Write out the stack and heap memory of THIS sequence of vector operations. You can represent unitialized memory with a *. The vector must double its capacity and copy over each element once it gets a push operation while at capacity. The vector must resize to half its size and copy over each active element once it gets a pop operation while at quarter capacity.

Create new vector of capacity 4
.push(5)
.push(2)
.push(1)
.pop()
.push(42)
.push(350)
.push(1337)
.push(1)
.push(2)
.push(5)
.push(10)
.pop()
.pop()
.pop()
.pop()
.pop()
.pop()
.pop()
.pop()

Barring a few errors here and there this should be a simple exercise. Except. Are you sure you got all of the undefined (*) values right?

Which common operation could have replaced the last sequence of .pop() operations in the case where you wouldn't be using the popped values?

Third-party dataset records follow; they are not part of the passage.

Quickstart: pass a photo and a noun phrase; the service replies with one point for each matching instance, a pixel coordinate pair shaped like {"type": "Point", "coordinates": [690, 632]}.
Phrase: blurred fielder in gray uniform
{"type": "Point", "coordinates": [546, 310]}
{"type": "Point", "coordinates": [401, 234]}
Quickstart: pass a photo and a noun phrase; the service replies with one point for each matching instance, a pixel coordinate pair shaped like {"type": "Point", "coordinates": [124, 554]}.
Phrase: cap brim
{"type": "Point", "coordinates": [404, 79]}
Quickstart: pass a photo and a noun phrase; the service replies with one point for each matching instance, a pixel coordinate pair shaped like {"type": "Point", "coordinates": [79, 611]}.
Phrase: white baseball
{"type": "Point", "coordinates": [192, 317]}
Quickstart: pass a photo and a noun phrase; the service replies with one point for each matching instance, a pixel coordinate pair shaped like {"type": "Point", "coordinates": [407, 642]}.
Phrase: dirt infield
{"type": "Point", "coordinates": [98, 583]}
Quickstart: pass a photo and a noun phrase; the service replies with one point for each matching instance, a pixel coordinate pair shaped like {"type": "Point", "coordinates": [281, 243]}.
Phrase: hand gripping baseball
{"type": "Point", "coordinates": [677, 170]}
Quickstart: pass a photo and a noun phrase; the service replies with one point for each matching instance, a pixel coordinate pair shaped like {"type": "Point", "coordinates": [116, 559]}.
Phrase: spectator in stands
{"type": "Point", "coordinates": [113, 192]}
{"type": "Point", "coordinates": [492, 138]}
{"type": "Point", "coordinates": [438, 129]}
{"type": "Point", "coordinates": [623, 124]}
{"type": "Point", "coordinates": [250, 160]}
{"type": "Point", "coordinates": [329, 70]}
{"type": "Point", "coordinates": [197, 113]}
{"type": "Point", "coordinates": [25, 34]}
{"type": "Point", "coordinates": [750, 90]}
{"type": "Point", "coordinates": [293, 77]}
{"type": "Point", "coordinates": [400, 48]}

m1::e1 - Linearized Indexing

You have an array of dimensions MN in a linearized array data, write pseudo code that iterates through all data elements using two for-loops and doubles the value in place.

You have an array of dimensions MNK in a linearized array data, write pseudo code that iterates through all data elements using three for-loops and triples the value in place.

m1::e2 - Killing the Garbage Collector

Where would you add a pointer to hurt garbage collection the most?

Adding which pointer would result in the most nodes not being properly garbage collected?
If the garbage collector implements cycle detection to depth 2 adding which pointer would break it? The nodes can't point to themselves.

How could you make this sort of general graph, with very few restrictions, safe for garbage collection?

In the case of the multiply connected nodes, can you come up with a structural solution which allows us to make arbitrary graphs in a garbage collected setting or safe in a C++/Rust setting?

m1::e3 - Gathering Histograms

Extend the program in code::gpu_histogram with a shader which uses the gathering paradigm, instead of scattering.

Hints

If the data is unsorted, each thread or work group will need to run through the entire data set.

GPU Programming

This serves as both one of the few instances where we can explicitly program parts of the memory hierarchy (shared memory resides in the L1 cache), but also as an introduction to parallel thinking, which you will need in the next module. The exercises here are fitting as a hand-in if you are doing a course. From experience, just doing the 1D convolution is plenty complicated for someone coming from Python. You'll get the point of how to use shared memory doing it. Doing matrix multiplication as well is good practice, but not strictly necessary.

Hints

You have to hard code the size of the shared memory array, there are ways around it, but they are outside the scope of the exercise. Just pick a size that is bigger than your work group size.
A common issue is for people to forget to set the correct size for shared memory arrays. In other languages, indexing outside of an array might get you a catastrophic error, such as a segmentation fault. In WGSL, it depends on the implementation. But one behavior spotted in the wild is replication of the [n-1] value in perpetuity.
WGSL will complain if you have unused variables.
Try to think of the part of your shader which loads values into shared memory as completely distinct from the part of your shader which is using that data. This includes which thread ID's corresponds to which piece of data.
Don't be disheartened when the first version of your code isn't faster than the non-shared memory version of your shader is faster once you've mitigated branching through padding. The 1D convolution problem doesn't maximally expose memory bandwidth problems as well as the harder matrix multiplication (a 2D problem). You might see the shared memory version pull ahead once you have completed some of the improvements suggested in the next item.
Ideally, when loading data into shared memory you want to have as few if-statements as possible. In the best case you can use a for-loop to stride through the data you are loading with a stride equal to the amount of active threads in the work group. This should result in coalesced memory reads. You should look that up.
It can be useful to see what the GPU is doing. Check out how to get env_logger to give you more information about what wgpu is doing.

m1::e4 - 1D Convolution

Go to m1_memory_hierarchies::code::gpu_hand_in or online and follow the instructions. You need to do 3 different version of 1D convolution, a naive version, one with zero padding of the input signal and one with optimal usage of shared memory.

m1::e5 - Matrix Multiplication

For the second section, also in gpu_hand_in you need to do a matrix multiplication and a tiled matrix multiplication (using shared memory). You should also try out doing a padded version.